29 Aralık 2008 Pazartesi

sonunda aldımmm

evet sonunda küpelerimi derli toplu tutabileceğim!(bu süre diğerlerine göre uzun olur umarım) bir şey buldum. bulamasaydım kendim icad edecektim:)
muhteşem valla akıl edenler ve bundan para kazananlar sağolsun...

25 Aralık 2008 Perşembe

Bu işler Öldürür adamı

bu nasıl bir gün. nasıl bir başağrısı bendeki. dayanamıyorum, kaçmak istiyorum...

Ankara ya kar yağıyor...

Kar yağıyor, yağsın. Lapa lapa yağsın öyle iğne gibi değil. Gözümün içine girdi yürürken. Kar ı seviyorum hemde çoook. Ama bi taraftanda bu sevgiden bile vicdan azabı duyuyorum maalesef. Hayatım bu ara hep öyle zaten, arada kalmış bi halde. ve sanırım bu arada kalmışlık durumu pek çok hatayı getiriyor birlikte.
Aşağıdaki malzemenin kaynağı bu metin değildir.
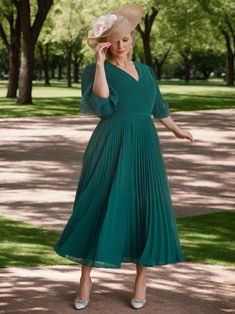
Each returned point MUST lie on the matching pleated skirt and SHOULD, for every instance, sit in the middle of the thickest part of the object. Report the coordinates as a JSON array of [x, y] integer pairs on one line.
[[122, 212]]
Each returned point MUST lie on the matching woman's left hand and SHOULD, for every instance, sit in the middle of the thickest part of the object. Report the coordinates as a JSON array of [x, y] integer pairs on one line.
[[181, 133]]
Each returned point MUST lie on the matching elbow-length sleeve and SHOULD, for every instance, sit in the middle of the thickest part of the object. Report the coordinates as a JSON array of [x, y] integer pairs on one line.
[[91, 103], [161, 107]]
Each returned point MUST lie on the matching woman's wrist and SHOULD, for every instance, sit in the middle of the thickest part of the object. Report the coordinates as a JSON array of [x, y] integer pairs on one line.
[[100, 63]]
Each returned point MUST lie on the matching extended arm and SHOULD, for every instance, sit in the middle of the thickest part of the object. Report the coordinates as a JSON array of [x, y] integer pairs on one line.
[[170, 124]]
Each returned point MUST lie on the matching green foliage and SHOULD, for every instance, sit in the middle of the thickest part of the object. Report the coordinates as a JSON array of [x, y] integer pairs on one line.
[[207, 238], [58, 100], [26, 245]]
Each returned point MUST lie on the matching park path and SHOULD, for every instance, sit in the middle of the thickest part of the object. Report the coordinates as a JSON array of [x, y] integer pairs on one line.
[[40, 163]]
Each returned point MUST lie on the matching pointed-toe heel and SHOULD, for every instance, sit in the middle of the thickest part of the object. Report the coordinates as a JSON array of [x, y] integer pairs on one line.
[[138, 304], [80, 304]]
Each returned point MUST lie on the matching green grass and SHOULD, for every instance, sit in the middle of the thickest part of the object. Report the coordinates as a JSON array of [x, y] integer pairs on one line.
[[208, 239], [23, 244], [58, 100]]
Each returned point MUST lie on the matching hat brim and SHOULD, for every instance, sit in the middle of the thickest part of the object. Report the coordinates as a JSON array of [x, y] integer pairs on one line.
[[130, 12]]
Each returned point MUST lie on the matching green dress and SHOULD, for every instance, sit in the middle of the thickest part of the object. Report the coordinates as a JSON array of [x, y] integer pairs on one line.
[[122, 210]]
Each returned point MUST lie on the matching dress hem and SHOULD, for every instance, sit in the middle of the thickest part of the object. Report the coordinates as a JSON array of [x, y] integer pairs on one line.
[[101, 264]]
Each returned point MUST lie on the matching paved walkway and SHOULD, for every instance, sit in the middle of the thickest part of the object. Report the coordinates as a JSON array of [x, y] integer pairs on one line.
[[40, 163], [182, 288]]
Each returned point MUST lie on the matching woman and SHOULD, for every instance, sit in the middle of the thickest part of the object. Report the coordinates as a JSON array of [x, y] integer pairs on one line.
[[122, 210]]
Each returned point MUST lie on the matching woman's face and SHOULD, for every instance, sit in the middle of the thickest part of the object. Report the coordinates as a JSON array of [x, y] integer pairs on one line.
[[121, 47]]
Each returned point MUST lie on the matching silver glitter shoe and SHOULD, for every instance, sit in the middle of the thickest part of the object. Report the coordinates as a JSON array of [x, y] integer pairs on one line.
[[138, 304], [80, 304]]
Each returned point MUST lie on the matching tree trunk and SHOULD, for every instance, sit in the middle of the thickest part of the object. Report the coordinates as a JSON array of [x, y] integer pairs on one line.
[[13, 61], [29, 40], [60, 68], [13, 47], [44, 60], [230, 69], [145, 35], [75, 70], [69, 64], [26, 74], [230, 59], [147, 50]]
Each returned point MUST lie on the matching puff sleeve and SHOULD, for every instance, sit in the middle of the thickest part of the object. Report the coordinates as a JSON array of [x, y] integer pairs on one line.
[[91, 103], [161, 107]]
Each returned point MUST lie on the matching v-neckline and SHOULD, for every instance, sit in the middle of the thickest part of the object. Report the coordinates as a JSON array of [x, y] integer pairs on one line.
[[132, 77]]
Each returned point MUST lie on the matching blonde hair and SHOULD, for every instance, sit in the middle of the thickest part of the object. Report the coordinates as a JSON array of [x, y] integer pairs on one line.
[[108, 54]]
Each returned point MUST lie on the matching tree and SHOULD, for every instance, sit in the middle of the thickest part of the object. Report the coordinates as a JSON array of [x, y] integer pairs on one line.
[[30, 35], [10, 35], [221, 14]]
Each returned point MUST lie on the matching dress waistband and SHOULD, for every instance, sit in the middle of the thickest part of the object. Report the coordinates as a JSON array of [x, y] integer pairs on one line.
[[128, 115]]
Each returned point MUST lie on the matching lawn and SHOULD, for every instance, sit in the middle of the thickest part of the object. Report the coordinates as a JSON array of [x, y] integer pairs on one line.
[[208, 239], [58, 100]]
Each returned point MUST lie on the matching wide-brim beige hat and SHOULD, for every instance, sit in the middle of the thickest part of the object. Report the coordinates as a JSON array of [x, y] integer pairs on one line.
[[115, 24]]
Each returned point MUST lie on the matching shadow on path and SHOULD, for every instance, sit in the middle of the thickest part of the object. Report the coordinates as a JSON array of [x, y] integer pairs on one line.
[[41, 161]]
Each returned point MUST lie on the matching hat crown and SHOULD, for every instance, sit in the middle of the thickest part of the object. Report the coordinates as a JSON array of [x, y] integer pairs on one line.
[[125, 18]]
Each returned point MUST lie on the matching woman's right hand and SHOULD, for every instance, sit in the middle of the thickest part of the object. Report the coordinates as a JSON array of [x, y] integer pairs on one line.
[[101, 50]]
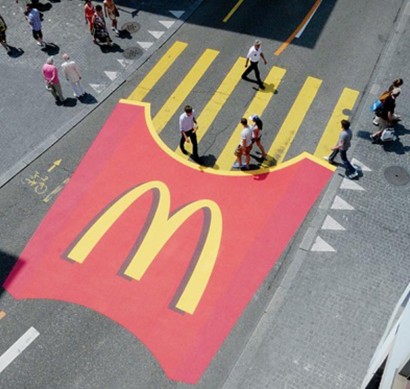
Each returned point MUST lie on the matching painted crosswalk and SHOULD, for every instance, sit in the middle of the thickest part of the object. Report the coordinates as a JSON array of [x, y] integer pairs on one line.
[[288, 131]]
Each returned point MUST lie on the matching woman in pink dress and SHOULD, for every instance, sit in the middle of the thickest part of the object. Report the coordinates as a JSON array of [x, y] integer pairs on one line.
[[89, 11]]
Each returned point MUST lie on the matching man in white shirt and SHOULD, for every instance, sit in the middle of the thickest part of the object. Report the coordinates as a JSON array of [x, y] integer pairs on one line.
[[188, 127], [73, 76], [254, 55], [245, 147]]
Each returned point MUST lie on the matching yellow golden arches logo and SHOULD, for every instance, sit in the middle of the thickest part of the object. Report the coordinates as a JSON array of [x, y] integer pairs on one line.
[[162, 226]]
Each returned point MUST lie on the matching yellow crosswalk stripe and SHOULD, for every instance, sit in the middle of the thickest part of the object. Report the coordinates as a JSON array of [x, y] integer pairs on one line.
[[294, 119], [157, 71], [257, 106], [170, 107], [330, 136], [211, 110]]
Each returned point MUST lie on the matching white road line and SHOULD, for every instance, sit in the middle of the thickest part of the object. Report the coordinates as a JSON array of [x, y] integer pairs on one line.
[[18, 347]]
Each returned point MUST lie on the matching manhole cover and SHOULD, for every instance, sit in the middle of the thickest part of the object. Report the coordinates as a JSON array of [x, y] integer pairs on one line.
[[132, 52], [397, 175], [131, 27]]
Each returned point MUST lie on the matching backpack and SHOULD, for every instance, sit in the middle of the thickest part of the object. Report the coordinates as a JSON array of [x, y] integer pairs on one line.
[[3, 26], [377, 107]]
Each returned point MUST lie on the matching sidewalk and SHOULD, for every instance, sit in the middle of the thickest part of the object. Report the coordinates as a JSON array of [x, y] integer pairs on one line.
[[30, 121], [351, 265]]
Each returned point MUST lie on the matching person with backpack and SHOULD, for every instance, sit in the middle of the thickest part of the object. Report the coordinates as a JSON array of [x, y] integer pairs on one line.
[[341, 147], [3, 41], [34, 19], [378, 105], [386, 114]]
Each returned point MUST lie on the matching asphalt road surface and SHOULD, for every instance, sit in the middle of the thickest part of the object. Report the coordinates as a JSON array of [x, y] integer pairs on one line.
[[318, 69]]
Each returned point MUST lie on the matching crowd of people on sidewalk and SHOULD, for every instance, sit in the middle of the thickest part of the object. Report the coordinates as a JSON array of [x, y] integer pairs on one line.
[[94, 18]]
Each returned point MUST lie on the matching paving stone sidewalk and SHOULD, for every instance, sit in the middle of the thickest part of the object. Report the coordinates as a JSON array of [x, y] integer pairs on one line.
[[30, 121]]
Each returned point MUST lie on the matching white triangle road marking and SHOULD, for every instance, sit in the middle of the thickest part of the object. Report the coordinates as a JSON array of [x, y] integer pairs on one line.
[[156, 34], [145, 45], [340, 204], [167, 23], [332, 224], [322, 246], [349, 184], [360, 165], [177, 14], [111, 75]]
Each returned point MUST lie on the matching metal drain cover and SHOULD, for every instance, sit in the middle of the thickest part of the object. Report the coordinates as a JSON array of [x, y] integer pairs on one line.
[[131, 27], [132, 52], [397, 175]]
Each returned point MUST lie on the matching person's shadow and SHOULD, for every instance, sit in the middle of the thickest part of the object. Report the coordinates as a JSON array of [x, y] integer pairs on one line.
[[15, 52], [114, 48], [88, 99]]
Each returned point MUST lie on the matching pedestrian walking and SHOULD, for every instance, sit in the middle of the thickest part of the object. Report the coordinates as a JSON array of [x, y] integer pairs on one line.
[[245, 146], [89, 12], [72, 75], [111, 11], [386, 115], [100, 32], [34, 19], [257, 133], [397, 83], [188, 127], [3, 39], [50, 74], [252, 59], [341, 147]]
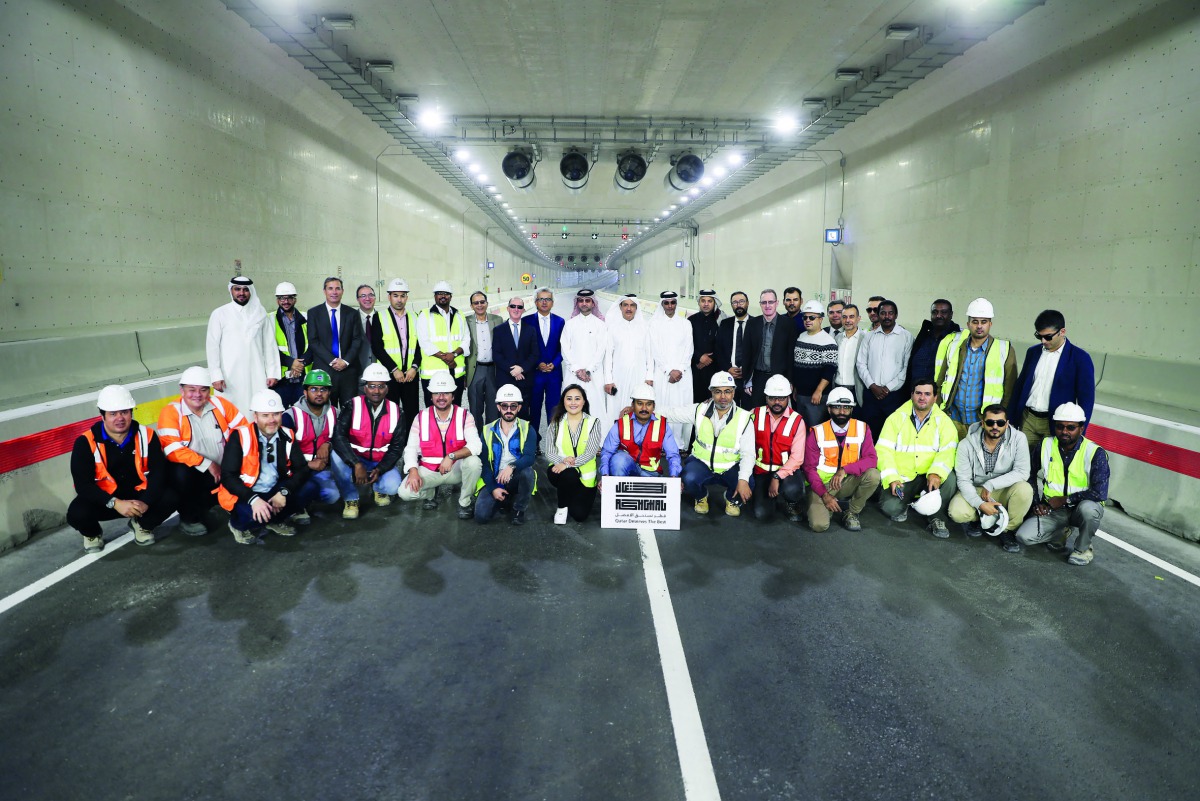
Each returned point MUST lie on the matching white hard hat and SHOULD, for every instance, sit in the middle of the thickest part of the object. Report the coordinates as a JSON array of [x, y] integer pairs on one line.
[[778, 386], [267, 401], [929, 503], [442, 381], [840, 397], [994, 524], [376, 372], [1069, 413], [114, 397], [719, 379], [509, 393], [981, 307], [196, 377], [643, 392]]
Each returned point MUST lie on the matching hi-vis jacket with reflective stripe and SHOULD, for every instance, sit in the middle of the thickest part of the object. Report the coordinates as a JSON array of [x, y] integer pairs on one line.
[[905, 453]]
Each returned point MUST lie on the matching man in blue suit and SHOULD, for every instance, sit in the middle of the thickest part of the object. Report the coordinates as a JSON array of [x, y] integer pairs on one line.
[[515, 350], [1055, 372], [547, 378]]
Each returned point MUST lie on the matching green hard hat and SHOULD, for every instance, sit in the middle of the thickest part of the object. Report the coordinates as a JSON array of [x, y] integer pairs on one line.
[[318, 378]]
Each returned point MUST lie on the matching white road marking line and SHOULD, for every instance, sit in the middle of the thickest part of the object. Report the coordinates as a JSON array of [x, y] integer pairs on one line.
[[1152, 559], [695, 763], [25, 594]]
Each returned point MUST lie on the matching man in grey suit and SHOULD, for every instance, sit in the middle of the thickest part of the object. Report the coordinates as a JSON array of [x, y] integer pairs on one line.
[[480, 361]]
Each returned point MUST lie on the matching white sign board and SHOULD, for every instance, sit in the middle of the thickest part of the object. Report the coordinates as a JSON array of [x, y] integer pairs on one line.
[[629, 503]]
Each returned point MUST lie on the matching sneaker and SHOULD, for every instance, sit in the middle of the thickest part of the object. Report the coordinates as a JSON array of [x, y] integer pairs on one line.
[[1081, 558], [282, 529], [193, 529], [244, 537], [141, 535]]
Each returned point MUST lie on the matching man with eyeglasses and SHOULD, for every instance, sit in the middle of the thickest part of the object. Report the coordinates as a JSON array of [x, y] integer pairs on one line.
[[1074, 483], [515, 347], [993, 469], [1055, 372], [481, 359]]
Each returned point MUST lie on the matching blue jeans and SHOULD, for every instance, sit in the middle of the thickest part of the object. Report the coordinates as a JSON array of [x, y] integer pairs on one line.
[[343, 474]]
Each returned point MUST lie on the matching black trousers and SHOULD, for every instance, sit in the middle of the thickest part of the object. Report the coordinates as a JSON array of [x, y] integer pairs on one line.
[[573, 494]]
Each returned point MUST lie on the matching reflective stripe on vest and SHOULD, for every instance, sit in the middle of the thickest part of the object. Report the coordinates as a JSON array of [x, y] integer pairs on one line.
[[1079, 474], [436, 446], [772, 447], [141, 461], [647, 455], [993, 368], [367, 440]]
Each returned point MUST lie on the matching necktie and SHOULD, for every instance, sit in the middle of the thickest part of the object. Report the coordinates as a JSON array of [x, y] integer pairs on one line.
[[337, 344]]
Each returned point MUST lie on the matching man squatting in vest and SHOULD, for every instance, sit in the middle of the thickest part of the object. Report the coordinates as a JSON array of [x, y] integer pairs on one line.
[[193, 431], [1074, 481], [510, 449], [443, 450], [264, 477], [369, 440], [640, 441], [779, 452], [973, 368], [724, 449], [840, 464], [119, 470]]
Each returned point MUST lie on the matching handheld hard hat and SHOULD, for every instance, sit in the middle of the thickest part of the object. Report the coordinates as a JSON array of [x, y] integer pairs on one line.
[[509, 393], [114, 398], [720, 379], [318, 378], [994, 524], [442, 381], [981, 307], [778, 386], [1069, 413], [841, 397], [643, 392], [929, 503], [267, 401], [196, 377], [376, 372]]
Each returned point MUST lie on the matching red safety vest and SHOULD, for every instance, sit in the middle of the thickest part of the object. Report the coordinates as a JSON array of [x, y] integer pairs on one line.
[[648, 455], [773, 447], [435, 446]]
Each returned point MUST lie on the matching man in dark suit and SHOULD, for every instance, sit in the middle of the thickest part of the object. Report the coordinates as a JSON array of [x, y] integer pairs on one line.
[[516, 351], [335, 342], [731, 347], [547, 378], [769, 342]]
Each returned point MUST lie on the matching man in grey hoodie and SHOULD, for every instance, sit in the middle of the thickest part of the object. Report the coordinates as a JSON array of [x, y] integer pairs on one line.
[[993, 470]]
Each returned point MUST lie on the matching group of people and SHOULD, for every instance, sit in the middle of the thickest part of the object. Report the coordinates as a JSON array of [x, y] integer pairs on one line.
[[774, 408]]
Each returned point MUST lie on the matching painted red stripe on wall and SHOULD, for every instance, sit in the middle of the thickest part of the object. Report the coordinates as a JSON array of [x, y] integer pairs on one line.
[[1161, 455], [31, 449]]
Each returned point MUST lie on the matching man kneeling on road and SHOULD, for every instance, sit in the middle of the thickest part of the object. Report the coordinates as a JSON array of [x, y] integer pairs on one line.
[[264, 477], [840, 464], [993, 470]]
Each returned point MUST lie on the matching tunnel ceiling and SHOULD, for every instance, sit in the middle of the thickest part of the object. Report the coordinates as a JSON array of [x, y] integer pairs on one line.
[[462, 84]]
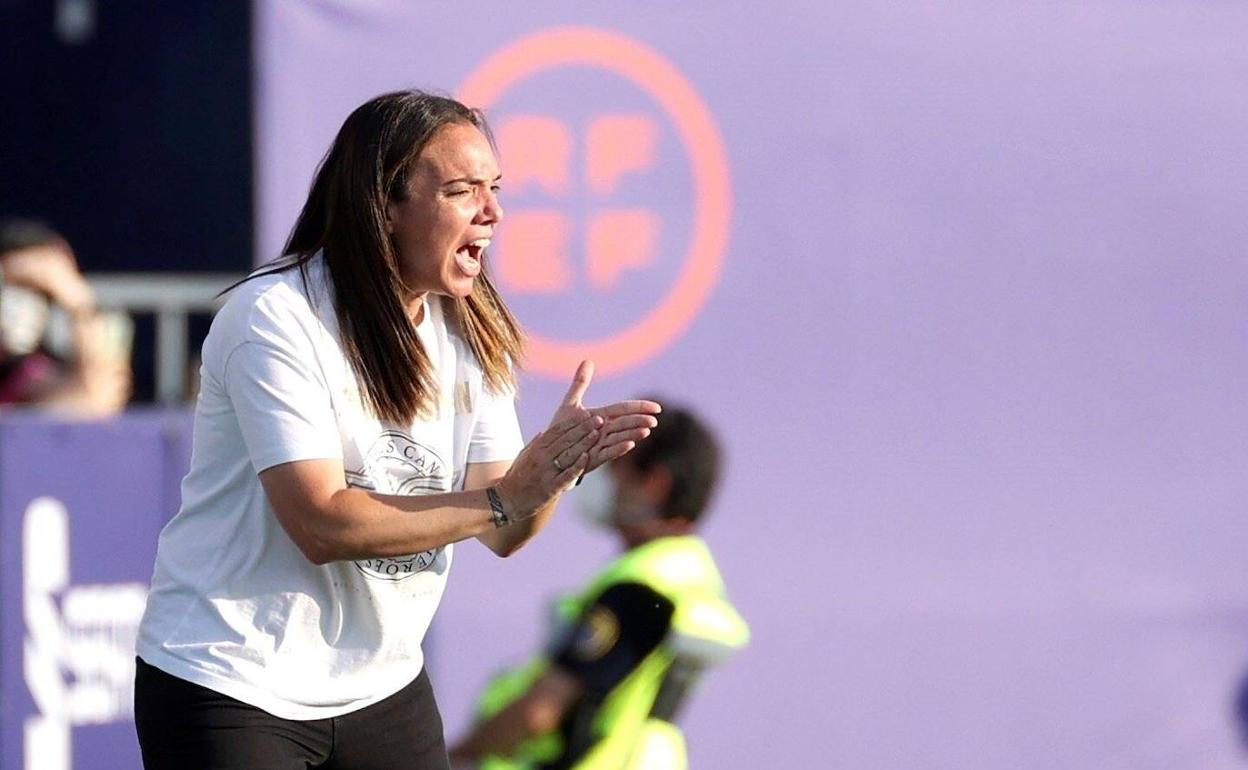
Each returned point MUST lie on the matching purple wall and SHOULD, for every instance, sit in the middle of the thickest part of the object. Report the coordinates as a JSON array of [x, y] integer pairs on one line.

Neyseki hayat benim, yürek benim, vicdan benim.

Ankaraya kar yağsın sobası olana, ayakkabısı olmayana sımsıcak yağsın. Olmaz ama dilemek istedim.

Ankaraya kar yağsın, lapa lapa yağsın. El ele, göz göze sevgililerin üstüne yağsın...

Ankaraya lapa lapa kar yağsın. işyeri tatil olsun herkese poşetle kayma zorunluluğu getirilsin.Bide Erkan Oğur'dan "Pencereden kar geliyor" çalsın.Arz ederim...

ANKARA ADI KARA

Ankara-İzmir ertesi gün İzmir Ankara. kısa, hızlı biraz keyifli, çok yorucu...
dönerken aşağı baktığımda kocaman bir şehir gördüm sadece. Kocaman, ışıl ışıl...
Her köşe başında, her evde, her sokakta... ayrı hüzünlerin, ayrı dertlerin, bambaşka mücadelelerin verildiği kocaman bi şehir.
Kayboldum bi an küçücük uçakta...



* Bu arada yine aynı kek ve aynı yazı "daha BÜYÜK dilim" şurda yazmışım bi ara

9 Aralık 2008 Salı

KABUS

Sadece 2 gündür evdeyim ama patlamak üzereyim. Ama sorun evde olmak değil hiç bişey yapmadan oturmak. Dün helva bugün patatesli börek... korkuyorum dantele başlıycam sanırım.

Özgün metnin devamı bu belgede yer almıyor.